Courts in this district have examined similar claims before. In Escobedo v. Countrywide Home Loans, Inc., 2009 WL 4981618 (S.D. Cal. 2009), the court found that the plaintiff could not sue for a HAMP violation because he was not an intended third-party beneficiary to the contract. The court noted that the Ninth Circuit adheres to the Restatement of Contracts, which explains that:

(1) Unless otherwise agreed between promisor and promisee, a beneficiary of a promise is an intended beneficiary if recognition of a right to performance in the beneficiary is appropriate to effectuate the intention of the parties and ... (b) the circumstances indicate that the promisee intends to give the beneficiary the benefit of the promised performance.

Because the court grants the motion to dismiss on the claims that it currently addresses, the parties' argument concerning the tender rule need not be decided at this time.

Id. at *2 (quoting Rest. (Second) of Contracts § 302 (1979)). The court continued by noting that parties benefitting from government contracts are generally assumed to be incidental beneficiaries. Id. (citing Klamath v. Water Users Protective Ass'n v. Patterson, 204 F.3d 1206, 1211 (9th Cir. 2000)). The court concluded that "[a] qualified borrower would not be reasonable in relying on the Agreement as manifesting an intention to confer a right on him or her because the Agreement does not require that Countrywide modify eligible loans." Id. at *3.

Here, the court is unable to fully assess the issue at hand because there is no contract attached to the complaint-the complaint merely states that the contract "obligate[s]" Citi to perform the modification and prevention services. This conclusory statement is insufficient to allow the court to determine whether Plaintiffs are intended beneficiaries. Thus, the court GRANTS Citi's motion to dismiss this claim with leave to amend. If Plaintiffs seek to avoid dismissal of the amended complaint, they will likely need to attach the contract at issue or include verbatim portions so as to provide the court with appropriate means to perform an analysis.

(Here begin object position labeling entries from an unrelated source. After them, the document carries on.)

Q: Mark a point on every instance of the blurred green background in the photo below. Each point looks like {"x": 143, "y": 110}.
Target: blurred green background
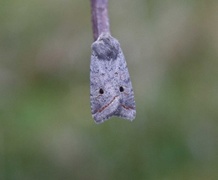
{"x": 46, "y": 129}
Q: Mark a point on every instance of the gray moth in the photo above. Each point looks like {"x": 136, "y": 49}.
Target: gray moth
{"x": 111, "y": 92}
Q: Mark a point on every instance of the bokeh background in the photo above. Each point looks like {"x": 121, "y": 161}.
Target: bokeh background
{"x": 46, "y": 129}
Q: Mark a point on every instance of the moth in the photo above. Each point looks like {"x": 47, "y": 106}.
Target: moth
{"x": 111, "y": 92}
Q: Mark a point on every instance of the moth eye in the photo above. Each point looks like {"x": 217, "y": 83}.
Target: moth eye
{"x": 101, "y": 91}
{"x": 121, "y": 89}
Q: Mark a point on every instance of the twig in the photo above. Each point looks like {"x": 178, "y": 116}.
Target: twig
{"x": 100, "y": 19}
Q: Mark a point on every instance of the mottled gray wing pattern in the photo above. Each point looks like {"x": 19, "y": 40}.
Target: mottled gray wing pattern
{"x": 111, "y": 92}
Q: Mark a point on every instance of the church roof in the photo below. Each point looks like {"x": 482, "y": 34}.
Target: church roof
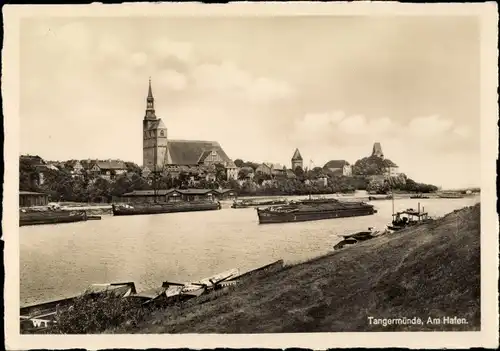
{"x": 204, "y": 155}
{"x": 188, "y": 152}
{"x": 297, "y": 156}
{"x": 111, "y": 164}
{"x": 156, "y": 124}
{"x": 336, "y": 164}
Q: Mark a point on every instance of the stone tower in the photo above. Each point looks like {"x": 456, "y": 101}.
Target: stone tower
{"x": 154, "y": 142}
{"x": 297, "y": 160}
{"x": 377, "y": 150}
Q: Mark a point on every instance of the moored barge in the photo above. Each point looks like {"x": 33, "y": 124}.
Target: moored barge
{"x": 257, "y": 203}
{"x": 51, "y": 217}
{"x": 314, "y": 209}
{"x": 167, "y": 207}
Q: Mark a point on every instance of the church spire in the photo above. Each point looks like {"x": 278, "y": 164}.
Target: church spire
{"x": 150, "y": 91}
{"x": 150, "y": 103}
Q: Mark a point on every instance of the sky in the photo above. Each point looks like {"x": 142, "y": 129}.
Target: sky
{"x": 330, "y": 86}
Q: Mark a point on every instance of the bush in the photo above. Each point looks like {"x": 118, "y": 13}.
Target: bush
{"x": 94, "y": 314}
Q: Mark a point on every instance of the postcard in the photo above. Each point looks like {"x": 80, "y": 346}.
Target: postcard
{"x": 274, "y": 175}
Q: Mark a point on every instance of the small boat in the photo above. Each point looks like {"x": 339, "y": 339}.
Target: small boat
{"x": 166, "y": 207}
{"x": 379, "y": 197}
{"x": 344, "y": 243}
{"x": 311, "y": 210}
{"x": 40, "y": 316}
{"x": 50, "y": 217}
{"x": 172, "y": 292}
{"x": 354, "y": 238}
{"x": 408, "y": 217}
{"x": 450, "y": 195}
{"x": 419, "y": 196}
{"x": 256, "y": 203}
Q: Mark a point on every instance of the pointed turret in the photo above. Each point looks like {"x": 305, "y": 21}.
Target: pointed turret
{"x": 377, "y": 150}
{"x": 296, "y": 155}
{"x": 150, "y": 103}
{"x": 297, "y": 160}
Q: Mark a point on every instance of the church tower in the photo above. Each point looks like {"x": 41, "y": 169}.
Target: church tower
{"x": 297, "y": 160}
{"x": 154, "y": 142}
{"x": 377, "y": 150}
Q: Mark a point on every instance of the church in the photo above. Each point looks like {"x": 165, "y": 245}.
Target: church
{"x": 161, "y": 154}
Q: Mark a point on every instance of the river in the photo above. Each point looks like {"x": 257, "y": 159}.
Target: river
{"x": 62, "y": 260}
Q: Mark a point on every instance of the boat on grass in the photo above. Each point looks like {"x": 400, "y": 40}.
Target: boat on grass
{"x": 313, "y": 209}
{"x": 50, "y": 217}
{"x": 40, "y": 316}
{"x": 257, "y": 203}
{"x": 165, "y": 207}
{"x": 407, "y": 218}
{"x": 379, "y": 197}
{"x": 354, "y": 238}
{"x": 173, "y": 292}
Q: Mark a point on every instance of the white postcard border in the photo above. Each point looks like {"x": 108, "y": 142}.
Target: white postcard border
{"x": 487, "y": 337}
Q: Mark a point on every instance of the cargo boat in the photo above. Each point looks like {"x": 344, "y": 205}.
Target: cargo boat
{"x": 167, "y": 207}
{"x": 250, "y": 203}
{"x": 51, "y": 217}
{"x": 419, "y": 196}
{"x": 314, "y": 209}
{"x": 408, "y": 217}
{"x": 450, "y": 196}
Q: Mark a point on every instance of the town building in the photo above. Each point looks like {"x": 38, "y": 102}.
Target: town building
{"x": 297, "y": 160}
{"x": 161, "y": 153}
{"x": 30, "y": 199}
{"x": 272, "y": 169}
{"x": 108, "y": 169}
{"x": 377, "y": 150}
{"x": 338, "y": 167}
{"x": 391, "y": 169}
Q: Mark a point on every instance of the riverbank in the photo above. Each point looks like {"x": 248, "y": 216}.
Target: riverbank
{"x": 432, "y": 270}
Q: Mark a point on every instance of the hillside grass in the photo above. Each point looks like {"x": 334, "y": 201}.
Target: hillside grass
{"x": 432, "y": 270}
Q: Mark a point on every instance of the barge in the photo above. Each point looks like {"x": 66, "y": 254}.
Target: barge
{"x": 314, "y": 209}
{"x": 167, "y": 207}
{"x": 251, "y": 203}
{"x": 52, "y": 217}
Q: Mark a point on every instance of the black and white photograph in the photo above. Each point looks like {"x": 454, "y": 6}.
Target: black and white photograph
{"x": 235, "y": 172}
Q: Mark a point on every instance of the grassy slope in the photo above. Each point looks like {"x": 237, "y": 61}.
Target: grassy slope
{"x": 431, "y": 270}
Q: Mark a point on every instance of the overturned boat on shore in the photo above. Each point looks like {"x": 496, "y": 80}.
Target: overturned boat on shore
{"x": 407, "y": 218}
{"x": 173, "y": 292}
{"x": 314, "y": 209}
{"x": 165, "y": 207}
{"x": 357, "y": 237}
{"x": 52, "y": 217}
{"x": 40, "y": 316}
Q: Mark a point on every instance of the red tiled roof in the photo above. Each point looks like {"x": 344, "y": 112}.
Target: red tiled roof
{"x": 112, "y": 164}
{"x": 204, "y": 155}
{"x": 188, "y": 152}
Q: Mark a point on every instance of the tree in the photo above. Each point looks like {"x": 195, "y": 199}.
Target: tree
{"x": 220, "y": 172}
{"x": 372, "y": 165}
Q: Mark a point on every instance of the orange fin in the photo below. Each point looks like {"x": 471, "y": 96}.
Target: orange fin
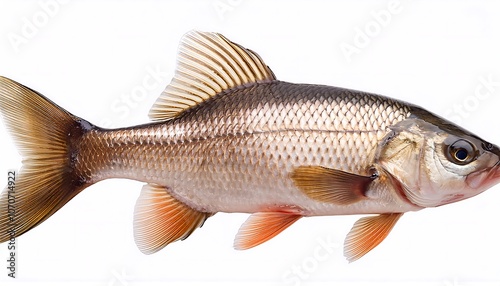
{"x": 330, "y": 185}
{"x": 367, "y": 233}
{"x": 160, "y": 219}
{"x": 261, "y": 227}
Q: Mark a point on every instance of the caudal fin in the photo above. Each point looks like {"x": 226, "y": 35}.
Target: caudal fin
{"x": 45, "y": 135}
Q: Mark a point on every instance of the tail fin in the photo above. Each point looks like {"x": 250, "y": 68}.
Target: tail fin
{"x": 44, "y": 134}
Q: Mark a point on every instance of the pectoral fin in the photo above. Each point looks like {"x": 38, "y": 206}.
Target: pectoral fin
{"x": 262, "y": 226}
{"x": 367, "y": 233}
{"x": 330, "y": 185}
{"x": 160, "y": 219}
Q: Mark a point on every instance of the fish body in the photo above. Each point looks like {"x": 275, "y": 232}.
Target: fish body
{"x": 227, "y": 136}
{"x": 235, "y": 153}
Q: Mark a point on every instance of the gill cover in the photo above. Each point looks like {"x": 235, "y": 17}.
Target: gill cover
{"x": 437, "y": 162}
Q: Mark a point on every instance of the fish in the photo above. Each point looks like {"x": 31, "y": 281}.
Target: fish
{"x": 227, "y": 136}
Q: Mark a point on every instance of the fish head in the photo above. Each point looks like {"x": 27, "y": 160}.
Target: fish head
{"x": 436, "y": 162}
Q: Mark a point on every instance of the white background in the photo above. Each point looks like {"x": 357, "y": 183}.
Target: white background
{"x": 90, "y": 57}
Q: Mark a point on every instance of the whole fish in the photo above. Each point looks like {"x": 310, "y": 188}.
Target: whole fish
{"x": 227, "y": 136}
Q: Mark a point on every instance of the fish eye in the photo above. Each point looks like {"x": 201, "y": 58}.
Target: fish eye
{"x": 461, "y": 152}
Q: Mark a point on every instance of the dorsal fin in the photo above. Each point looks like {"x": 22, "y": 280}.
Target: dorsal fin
{"x": 207, "y": 64}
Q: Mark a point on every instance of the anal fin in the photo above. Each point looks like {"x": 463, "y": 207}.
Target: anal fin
{"x": 160, "y": 219}
{"x": 367, "y": 233}
{"x": 261, "y": 227}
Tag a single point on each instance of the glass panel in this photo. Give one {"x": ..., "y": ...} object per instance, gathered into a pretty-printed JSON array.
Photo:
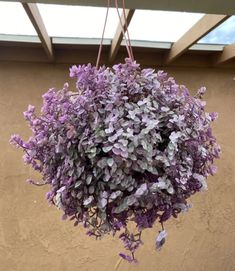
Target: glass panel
[
  {"x": 78, "y": 21},
  {"x": 14, "y": 20},
  {"x": 223, "y": 34},
  {"x": 161, "y": 25}
]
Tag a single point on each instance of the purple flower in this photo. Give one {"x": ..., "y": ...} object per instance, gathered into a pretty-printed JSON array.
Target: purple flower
[{"x": 128, "y": 144}]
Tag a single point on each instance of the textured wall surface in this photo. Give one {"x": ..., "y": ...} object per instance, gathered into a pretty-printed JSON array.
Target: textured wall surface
[{"x": 32, "y": 235}]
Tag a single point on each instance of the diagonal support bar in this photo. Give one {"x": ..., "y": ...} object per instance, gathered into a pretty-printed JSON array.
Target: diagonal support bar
[
  {"x": 36, "y": 19},
  {"x": 116, "y": 42},
  {"x": 199, "y": 30}
]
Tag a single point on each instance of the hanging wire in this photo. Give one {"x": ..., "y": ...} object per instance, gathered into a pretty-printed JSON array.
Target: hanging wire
[
  {"x": 102, "y": 39},
  {"x": 126, "y": 27},
  {"x": 123, "y": 30}
]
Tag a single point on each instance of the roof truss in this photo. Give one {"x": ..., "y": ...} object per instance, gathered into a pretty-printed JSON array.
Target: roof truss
[
  {"x": 199, "y": 30},
  {"x": 204, "y": 6}
]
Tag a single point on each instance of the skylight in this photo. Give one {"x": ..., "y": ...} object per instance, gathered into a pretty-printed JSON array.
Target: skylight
[
  {"x": 14, "y": 20},
  {"x": 223, "y": 34},
  {"x": 161, "y": 25},
  {"x": 78, "y": 21}
]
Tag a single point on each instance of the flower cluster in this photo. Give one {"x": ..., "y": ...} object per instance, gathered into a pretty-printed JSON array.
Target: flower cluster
[{"x": 129, "y": 144}]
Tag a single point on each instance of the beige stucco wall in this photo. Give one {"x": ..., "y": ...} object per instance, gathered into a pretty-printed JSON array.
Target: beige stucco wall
[{"x": 32, "y": 235}]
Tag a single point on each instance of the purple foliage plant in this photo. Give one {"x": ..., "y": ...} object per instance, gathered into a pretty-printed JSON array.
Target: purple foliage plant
[{"x": 129, "y": 144}]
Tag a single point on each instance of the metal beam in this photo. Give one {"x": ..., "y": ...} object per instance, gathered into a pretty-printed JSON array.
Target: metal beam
[
  {"x": 36, "y": 19},
  {"x": 199, "y": 30},
  {"x": 116, "y": 42},
  {"x": 203, "y": 6},
  {"x": 227, "y": 54}
]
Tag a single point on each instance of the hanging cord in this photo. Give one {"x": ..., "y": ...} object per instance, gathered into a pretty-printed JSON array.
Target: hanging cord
[
  {"x": 126, "y": 26},
  {"x": 102, "y": 39},
  {"x": 123, "y": 31}
]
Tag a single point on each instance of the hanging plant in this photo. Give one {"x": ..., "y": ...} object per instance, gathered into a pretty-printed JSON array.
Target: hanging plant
[{"x": 128, "y": 145}]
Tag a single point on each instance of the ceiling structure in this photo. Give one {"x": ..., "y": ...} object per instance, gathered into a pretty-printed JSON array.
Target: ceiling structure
[{"x": 195, "y": 39}]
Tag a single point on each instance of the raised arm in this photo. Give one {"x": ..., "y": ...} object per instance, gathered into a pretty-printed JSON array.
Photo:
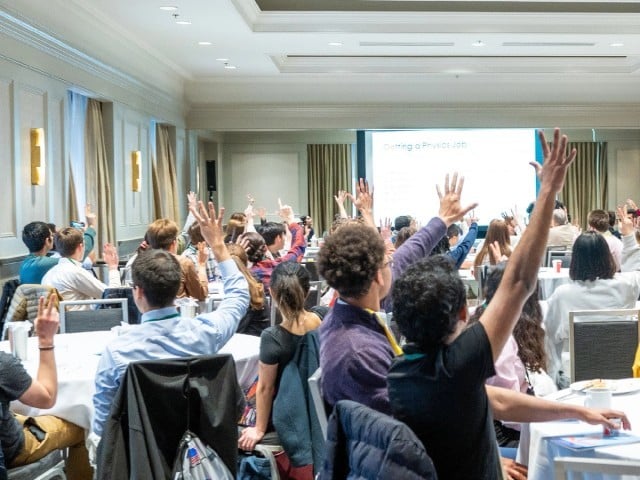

C. Rescission/Cancellation and Injunctive Relief

Plaintiffs' remaining two claims are for rescission/cancellation and for injunctive relief. Citi correctly notes that rescission and injunctive relief are remedies, not causes of action. Several California cases support Citi's argument. See, e.g., Roberts v. Los Angeles County Bar Assn., 105 Cal.App.4th 604, 618 (2003) (noting plaintiff's non-opposition to argument that cause of action for injunction was improper because an injunction is a remedy rather than a cause of action); Nakash v. Superior Court, 196 Cal.App.3d 59, 70 (1987) ("Rescission is not a cause of action; it is a remedy.") (emphasis in original).

Because these two causes of action are simply types of relief, the motion is GRANTED as to these claims. This decision does not affect the availability of these remedies if Plaintiffs are successful on valid causes of action.


For the reasons explained above, Citi's motion to dismiss is GRANTED, but Plaintiffs are granted leave to amend the complaint. Plaintiffs' motion to remand the case to state court is DENIED.